It was one of the works written in India and published in Russia, a research on the folk story about goddess Pattini, and specific forms of her veneration. Classifying the ‘official’ religion of Ceylon, the author declared that the Sinhalese kept Hinayana Buddhism, and it shaped their life and worldview, in general. But common people preserved some relics of ideas on gods and spirits which had existed there before Buddhism. The research shows the forms of such beliefs, and the reasons of their resistance — mainly, there were beliefs in gods-protectors or dangerous spirits. An important element of outer influences was Hinduism brought from the mainland by conquerors, and disseminated often through mixed marriages. The Hindu pantheon was open for interactions with the local Animism of the Sinhalese, and local gods were fast included into it. Thus, according M., the Sinhalese united Buddhist, Animistic, and Hindu concepts. That is why the choice of the object for her research was not an occasional one; the author saw that triple syncretism in the topic.

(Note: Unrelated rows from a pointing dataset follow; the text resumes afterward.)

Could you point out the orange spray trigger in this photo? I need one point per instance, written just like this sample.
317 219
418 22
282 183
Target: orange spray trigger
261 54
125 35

M. interpreted the story about Pattini — goddess of epidemic diseases in the various forms of her cult; first of all, there were religious games in the honour of the goddess during the epidemics; they included the opposition of Pattini and her husband. Studying different variations of those games and performances on the base of the data gathered by M. herself, and comparing them with the information of other scholars, the author analyzed the historical context, in which the Hindu cult of Pattini could be transferred to Ceylon. The image of Pattini is known also in the folklore, fairy tales, and folk books. Studying those sources and comparing them with the oral narrations on the same goddess fixed by M. herself, she noted that it was the oral tradition which had given Pattini some supernatural forces. It happened under the Buddhist influence, when they described in later narrations how the goddess would come in the future as Buddha. The author came to the conclusion that the story about Pattini was at the moment in the process of its accepting into the Buddhist doctrine of the Sinhalese.
The research by M. started Russian studies of some less known beliefs of peoples of the South Asia; it demonstrated peculiarities of folk religion, and also built the basement for the further research work, setting important questions on the ways of accepting cults, interactions of religions in historical contexts, and the transformation of deeply enrooted folk beliefs, mainly animisctic ones, into some new forms shaped with cultural and historical milieu.